A data subject has the right to request access to personal data, rectification or the erasure of personal data, restriction of processing, the right to object to processing and the right to data portability. Requests are handled in accordance with the provisions of the General Data Protection Regulation and applicable personal data protection legislation.

All of the above rights and any related questions may be exercised by submitting a request to the Company’s address. The Company shall respond to the data subject’s request without undue delay and no later than one month after receipt of the request. This period may be extended by up to two additional months, taking into account the complexity and number of requests, of which the data subject will be informed together with the reasons for the delay. The exercise of rights is free of charge for the data subject; however, the Company may charge a reasonable fee if it is manifestly unfounded or excessive, in particular if it is repetitive. In such a case, the Company may also refuse the request. If there is reasonable doubt as to the identity of the data subject, the Company may request additional information necessary to confirm identity.

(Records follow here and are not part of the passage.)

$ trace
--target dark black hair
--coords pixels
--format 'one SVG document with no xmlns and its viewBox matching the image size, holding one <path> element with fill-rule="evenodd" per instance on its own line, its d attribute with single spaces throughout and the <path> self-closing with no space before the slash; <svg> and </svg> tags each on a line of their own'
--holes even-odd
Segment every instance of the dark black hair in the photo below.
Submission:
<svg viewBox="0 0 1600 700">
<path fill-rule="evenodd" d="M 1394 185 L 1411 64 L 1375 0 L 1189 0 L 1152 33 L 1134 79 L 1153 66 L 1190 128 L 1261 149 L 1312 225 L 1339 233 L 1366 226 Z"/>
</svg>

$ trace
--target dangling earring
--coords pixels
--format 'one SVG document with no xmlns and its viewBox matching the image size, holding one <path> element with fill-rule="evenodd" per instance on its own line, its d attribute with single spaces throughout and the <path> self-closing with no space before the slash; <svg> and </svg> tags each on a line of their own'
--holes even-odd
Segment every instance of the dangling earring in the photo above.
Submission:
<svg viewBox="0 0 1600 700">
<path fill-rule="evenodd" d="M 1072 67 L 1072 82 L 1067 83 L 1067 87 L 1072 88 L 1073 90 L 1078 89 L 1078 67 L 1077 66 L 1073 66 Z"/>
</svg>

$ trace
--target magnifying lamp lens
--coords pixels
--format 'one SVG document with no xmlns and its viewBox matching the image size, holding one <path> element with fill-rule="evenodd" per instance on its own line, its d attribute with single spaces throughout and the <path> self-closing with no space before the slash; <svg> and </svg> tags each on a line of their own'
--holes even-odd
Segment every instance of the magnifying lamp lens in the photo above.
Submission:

In its decision on a data subject’s request, the Company shall also inform the data subject of the reasons for the decision and of the right to lodge a complaint with the supervisory authority within 15 days of being informed of the decision. The right to lodge a complaint with the supervisory authority may be exercised with: The Information Commissioner of the Republic of Slovenia at the address: Dunajska 22, 1000 Ljubljana(e-mail: gp.ip@ip-rs.si, website: www.ip-rs.si). 

Our Contact Details

The controller of your personal data is Elephant group, d.o.o., Dalmatinova 15, 1000 Ljubljana, registration number: 5308313, VAT ID: SI14568004.

If you have any questions regarding the processing of your personal data or wish to exercise any of the rights provided under this Privacy Policy, please contact us at reservations@cityhotel.si.

Validity

This Privacy Policy enters into force on 16th January 2026. This document may be amended without prior notice.